Estão sob investigação João Felipe Alves Borges, atual secretário de Fazenda de Maceió e membro do Conselho de Administração do Iprev à época; Ronnie REYNER Teixeira Mota, ex-diretor-presidente do Iprev; Gustavo Antônio Rodrigues de Souza, ex-coordenador-geral de Investimentos do Iprev; Renan Foglia Calamia, dirigente da empresa de consultoria Crédito & Mercado; Marília Alexandre de Lima Alves, integrante da Secretaria Municipal da Fazenda; e Marcelo Brasileiro Santos, membro do Comitê de Investimentos do Iprev.

Segundo a PF, a empresa de consultoria Crédito & Mercado foi contratada pelo Iprev e teria participado da condução do credenciamento, elaboração e validação de análises e formação documental das operações junto ao Master, caracterizando a “terceirização indevida da competência administrativa” do instituto.
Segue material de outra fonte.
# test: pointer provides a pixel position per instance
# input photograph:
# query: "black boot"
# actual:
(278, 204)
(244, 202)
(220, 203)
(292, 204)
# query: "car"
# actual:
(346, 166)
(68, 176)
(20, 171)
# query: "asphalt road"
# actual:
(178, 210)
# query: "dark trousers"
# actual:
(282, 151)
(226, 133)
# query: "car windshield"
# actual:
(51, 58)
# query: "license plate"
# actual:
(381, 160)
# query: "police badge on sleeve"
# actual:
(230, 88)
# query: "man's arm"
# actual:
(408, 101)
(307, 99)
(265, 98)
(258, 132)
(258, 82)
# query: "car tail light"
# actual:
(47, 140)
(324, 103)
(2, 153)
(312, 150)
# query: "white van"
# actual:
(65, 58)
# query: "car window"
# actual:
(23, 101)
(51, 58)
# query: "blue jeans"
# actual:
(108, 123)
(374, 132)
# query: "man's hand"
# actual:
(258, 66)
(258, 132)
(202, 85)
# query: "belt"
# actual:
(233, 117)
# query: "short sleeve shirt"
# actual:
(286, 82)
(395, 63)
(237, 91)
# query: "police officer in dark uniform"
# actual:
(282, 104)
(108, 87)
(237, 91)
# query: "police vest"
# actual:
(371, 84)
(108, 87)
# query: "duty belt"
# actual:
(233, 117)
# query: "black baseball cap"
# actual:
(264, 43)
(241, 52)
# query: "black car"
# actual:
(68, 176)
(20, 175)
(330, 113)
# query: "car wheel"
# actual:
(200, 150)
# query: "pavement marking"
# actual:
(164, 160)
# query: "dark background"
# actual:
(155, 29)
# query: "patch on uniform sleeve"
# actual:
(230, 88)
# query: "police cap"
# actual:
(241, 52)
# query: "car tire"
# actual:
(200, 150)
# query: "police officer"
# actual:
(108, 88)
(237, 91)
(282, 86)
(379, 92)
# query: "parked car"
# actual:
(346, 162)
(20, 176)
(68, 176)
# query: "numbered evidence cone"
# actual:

Mendonça também decretou a indisponibilidade dos bens dos seis investigados até o limite global de R$ 97 milhões.

As suspeitas de possível gestão fraudulenta recaem sobre duas aplicações de recursos do Iprev em letras financeiras emitidas pelo Master, uma de R$ 97 mil em dezembro de 2023 e outra de R$ 17 mil em maio de 2024. As investigações buscam esclarecer as circunstâncias do processo de credenciamento, cotação, análise de risco, governança e tomada de decisão que antecederam os investimentos.

Em sua decisão, o ministro André Mendonça afirma que a PF apresentou indícios de “possível direcionamento dos investimentos e exposição desproporcional do patrimônio previdenciário a ativos de risco elevado e liquidez reduzida”. Ele destacou que as Autorizações de Aplicação e Resgate (APRs) teriam sido preenchidas com justificativas genéricas, sem estudo comparativo de alternativas, análise suficiente de risco de crédito, avaliação de liquidez ou motivação concreta para a escolha do Banco Master.